Offline CdnMorganGal

  • Medium Cheese
  • ***
  • Location: Turrialba, Costa Rica
  • Posts: 85
  • Cheeses: 3
  • Default personal text
Steve Shapsons Ricotta Recipe -
« on: December 25, 2010, 08:43:20 PM »
This is the recipe I used - and it turned out great.  I then mixed it with dried oregano and a bit of garlic - made a wonderful cream cheese style spread that I used on crackers and french style bread.

For example, one gallon of whey will produce about 1/4 pound of fresh Ricotta. 

1. Heat the whey up to 200 degrees F. (93.3 c.) or very close to that temperature stirring so you don't scorch the whey or milk.

2. After reaching the target temperature add 1/4 cup(59ml) of white vinegar for every two gallons (7.5 liters) of whey. Stir in the vinegar. You can substitute 1/2 tsp.(3g) of citric acid powder for each gallon(3.75l) of whey.

3. Let the hot liquid cool down for a few hours. If you live in a cold climate, you can put the heated whey outside, covered. It will cool down much quicker. Or just let it cool down a bit inside. Soon you will notice a white mass forming, usually floating near the top of the liquid. This is the ricotta.

4. After it has cooled somewhat, spread a large piece of cheesecloth or nylon material with a fine mesh across a large pot or something to hold the ricotta while it drains. I use a nylon bag from my shop that is also used for homebrewing or winemaking. These fine mesh nylon bags come in two sizes available on my site under SUPPLIES. 

5. Very gently pour the slightly cooled whey into the bag. Do this slowly so that you do not force the white milk solids through the bag. The milk solids will usually be on the bottom of the pot, especially if the whey has cooled significantly.

6. Let it drain overnight at room temperature or until it stops dripping whey. 

7. In 8-10 hour or the next morning you'll find a white creamy ricotta in the bag. 

8. Add salt and any herbs to it, like dill or minced basil, whatever you want. It needs salt to bring out the flavor, since it is usually very bland to begin with. Mix in some orange peel zest and add a little honey and a teeny tiny bit of vanilla.
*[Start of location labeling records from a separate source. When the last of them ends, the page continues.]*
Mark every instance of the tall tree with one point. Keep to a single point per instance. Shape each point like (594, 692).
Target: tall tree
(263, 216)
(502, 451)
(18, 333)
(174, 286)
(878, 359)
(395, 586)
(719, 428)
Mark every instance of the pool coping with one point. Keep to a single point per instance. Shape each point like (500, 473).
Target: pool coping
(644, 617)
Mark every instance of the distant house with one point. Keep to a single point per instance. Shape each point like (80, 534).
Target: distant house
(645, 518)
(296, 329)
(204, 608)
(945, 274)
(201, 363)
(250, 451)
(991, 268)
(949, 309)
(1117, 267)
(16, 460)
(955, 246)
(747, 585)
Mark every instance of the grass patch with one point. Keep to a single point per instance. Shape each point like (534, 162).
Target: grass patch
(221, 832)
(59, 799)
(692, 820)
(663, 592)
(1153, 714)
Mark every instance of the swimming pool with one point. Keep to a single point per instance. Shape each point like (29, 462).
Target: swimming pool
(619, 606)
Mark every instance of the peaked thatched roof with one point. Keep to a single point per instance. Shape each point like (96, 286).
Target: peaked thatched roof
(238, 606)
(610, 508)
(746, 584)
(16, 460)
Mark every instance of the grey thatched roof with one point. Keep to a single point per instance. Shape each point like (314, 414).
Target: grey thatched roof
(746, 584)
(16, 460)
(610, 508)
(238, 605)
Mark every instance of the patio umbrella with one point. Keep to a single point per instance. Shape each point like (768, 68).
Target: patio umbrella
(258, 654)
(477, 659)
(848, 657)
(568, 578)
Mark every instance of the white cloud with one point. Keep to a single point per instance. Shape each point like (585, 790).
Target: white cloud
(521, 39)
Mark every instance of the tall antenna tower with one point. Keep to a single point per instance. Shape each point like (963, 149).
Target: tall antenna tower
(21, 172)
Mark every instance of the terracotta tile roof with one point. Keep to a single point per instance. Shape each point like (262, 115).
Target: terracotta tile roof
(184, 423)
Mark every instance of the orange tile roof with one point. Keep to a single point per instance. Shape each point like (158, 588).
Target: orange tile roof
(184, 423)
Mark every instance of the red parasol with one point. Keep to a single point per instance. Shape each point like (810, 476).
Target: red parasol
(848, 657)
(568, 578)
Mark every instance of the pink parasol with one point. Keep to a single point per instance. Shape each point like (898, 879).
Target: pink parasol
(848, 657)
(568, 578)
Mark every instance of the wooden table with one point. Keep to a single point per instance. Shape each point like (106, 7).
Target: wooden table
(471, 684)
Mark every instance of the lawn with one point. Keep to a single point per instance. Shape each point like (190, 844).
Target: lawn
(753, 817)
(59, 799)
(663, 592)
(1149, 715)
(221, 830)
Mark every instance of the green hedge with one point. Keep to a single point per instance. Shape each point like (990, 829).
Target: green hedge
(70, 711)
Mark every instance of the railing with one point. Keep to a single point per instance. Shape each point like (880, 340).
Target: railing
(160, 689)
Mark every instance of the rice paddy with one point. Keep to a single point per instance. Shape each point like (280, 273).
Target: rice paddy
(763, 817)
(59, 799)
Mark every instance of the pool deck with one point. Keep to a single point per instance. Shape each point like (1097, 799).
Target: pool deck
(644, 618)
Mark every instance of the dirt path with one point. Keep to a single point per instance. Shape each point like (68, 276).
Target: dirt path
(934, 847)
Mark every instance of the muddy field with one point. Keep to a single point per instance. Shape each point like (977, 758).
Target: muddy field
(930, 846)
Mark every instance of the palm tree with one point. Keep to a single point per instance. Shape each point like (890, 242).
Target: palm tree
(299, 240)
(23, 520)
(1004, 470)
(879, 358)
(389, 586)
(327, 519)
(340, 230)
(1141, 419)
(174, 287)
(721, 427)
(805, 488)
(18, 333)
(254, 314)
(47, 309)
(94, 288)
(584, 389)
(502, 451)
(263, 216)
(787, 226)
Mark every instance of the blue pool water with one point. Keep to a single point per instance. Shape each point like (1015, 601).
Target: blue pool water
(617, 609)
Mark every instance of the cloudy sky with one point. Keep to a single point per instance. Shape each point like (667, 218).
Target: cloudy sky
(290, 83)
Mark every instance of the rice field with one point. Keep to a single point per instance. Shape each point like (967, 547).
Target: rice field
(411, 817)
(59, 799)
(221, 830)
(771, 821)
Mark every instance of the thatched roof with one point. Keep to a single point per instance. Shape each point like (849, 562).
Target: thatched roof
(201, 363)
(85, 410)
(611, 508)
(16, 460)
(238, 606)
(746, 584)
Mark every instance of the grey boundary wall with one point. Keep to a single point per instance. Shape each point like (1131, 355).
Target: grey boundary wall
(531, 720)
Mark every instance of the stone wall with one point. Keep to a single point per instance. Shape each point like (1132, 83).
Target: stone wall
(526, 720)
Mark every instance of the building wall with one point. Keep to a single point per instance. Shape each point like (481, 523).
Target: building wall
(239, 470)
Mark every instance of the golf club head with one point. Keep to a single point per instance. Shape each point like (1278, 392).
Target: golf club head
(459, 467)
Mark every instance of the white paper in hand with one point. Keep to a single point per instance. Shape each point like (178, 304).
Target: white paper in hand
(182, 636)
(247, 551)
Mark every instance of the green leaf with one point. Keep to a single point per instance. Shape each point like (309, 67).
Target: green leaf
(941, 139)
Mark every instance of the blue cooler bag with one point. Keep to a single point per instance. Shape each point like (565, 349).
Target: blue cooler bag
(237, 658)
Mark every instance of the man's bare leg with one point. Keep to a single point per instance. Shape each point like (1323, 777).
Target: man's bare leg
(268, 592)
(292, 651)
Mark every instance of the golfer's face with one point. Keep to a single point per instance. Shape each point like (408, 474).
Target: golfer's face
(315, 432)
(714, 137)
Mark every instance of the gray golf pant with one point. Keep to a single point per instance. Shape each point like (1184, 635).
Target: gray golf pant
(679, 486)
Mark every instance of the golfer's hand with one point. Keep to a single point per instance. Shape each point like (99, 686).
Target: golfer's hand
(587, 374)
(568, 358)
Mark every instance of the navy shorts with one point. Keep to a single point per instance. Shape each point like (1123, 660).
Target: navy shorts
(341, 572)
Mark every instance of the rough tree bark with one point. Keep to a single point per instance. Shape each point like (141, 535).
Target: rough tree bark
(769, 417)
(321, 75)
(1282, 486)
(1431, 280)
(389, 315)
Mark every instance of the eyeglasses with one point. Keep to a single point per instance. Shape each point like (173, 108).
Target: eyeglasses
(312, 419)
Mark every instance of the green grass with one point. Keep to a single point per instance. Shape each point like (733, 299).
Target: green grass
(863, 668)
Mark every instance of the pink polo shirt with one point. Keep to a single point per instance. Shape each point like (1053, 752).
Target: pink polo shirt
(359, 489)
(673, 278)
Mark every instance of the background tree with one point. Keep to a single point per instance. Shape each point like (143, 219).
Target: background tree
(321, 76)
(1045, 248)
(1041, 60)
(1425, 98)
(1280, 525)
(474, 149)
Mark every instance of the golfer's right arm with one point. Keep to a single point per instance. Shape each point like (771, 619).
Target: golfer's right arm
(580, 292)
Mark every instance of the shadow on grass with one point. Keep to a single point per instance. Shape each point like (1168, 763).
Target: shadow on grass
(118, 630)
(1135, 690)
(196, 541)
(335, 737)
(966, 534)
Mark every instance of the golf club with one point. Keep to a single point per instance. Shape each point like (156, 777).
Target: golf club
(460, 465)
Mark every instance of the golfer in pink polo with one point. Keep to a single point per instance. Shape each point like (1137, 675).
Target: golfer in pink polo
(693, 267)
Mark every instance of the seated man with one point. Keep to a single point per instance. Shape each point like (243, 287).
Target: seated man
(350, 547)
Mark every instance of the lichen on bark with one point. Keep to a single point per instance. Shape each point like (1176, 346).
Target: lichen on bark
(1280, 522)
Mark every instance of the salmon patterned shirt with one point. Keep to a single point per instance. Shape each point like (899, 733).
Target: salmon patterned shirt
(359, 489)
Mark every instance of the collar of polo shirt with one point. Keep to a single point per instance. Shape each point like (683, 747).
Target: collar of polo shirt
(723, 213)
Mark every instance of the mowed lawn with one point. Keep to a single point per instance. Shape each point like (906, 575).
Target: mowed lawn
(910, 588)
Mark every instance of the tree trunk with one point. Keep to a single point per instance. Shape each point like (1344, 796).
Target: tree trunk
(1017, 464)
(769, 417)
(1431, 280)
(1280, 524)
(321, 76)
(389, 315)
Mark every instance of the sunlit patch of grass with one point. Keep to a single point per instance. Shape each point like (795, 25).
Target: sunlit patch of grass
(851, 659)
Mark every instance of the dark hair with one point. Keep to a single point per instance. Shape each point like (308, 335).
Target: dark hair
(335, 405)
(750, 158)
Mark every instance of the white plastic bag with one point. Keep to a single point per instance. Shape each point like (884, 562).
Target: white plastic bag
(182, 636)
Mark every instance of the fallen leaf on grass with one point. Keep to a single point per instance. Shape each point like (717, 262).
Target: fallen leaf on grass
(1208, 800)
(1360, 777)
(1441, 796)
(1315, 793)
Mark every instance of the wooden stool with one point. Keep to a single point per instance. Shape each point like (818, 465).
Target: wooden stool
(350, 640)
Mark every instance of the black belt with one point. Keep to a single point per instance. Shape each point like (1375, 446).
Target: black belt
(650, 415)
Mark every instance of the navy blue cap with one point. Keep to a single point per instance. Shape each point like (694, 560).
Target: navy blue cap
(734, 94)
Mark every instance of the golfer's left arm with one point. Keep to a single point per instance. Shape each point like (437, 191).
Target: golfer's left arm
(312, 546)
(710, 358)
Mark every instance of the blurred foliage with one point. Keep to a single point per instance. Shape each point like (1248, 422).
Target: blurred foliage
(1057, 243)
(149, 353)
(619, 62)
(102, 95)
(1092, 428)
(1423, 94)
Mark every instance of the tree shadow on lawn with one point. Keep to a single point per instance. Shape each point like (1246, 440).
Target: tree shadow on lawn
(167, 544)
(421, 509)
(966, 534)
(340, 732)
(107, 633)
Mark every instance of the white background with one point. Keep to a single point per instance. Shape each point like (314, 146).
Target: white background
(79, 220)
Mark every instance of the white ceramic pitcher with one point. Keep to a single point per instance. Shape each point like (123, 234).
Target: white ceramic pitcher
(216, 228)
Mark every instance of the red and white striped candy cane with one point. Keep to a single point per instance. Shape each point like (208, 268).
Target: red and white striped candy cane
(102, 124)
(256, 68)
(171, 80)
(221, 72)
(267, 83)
This works well on shortbread or non salted crackers.

9. Eat and enjoy.

Offline Susan

  • Mature Cheese
  • ****
  • Location: Northern Kentucky
  • Posts: 320
  • Cheeses: 11
  • Default personal text
Re: Steve Shapsons Ricotta Recipe -
« Reply #1 on: December 26, 2010, 08:45:41 AM »
I've made quite a bit of ricotta from whey leftover from other cheeses.  I heat to just over 200F.  But I never have to add any additional acid (vinegar/citric acid).  The ricotta generally floats to the top, with a little stuck on the bottom.  How does one know when it is necessary to add additional acid?  Or maybe I already know the answer to that....  and it involves a pH meter!  Yes.  I'm going to get me one of those.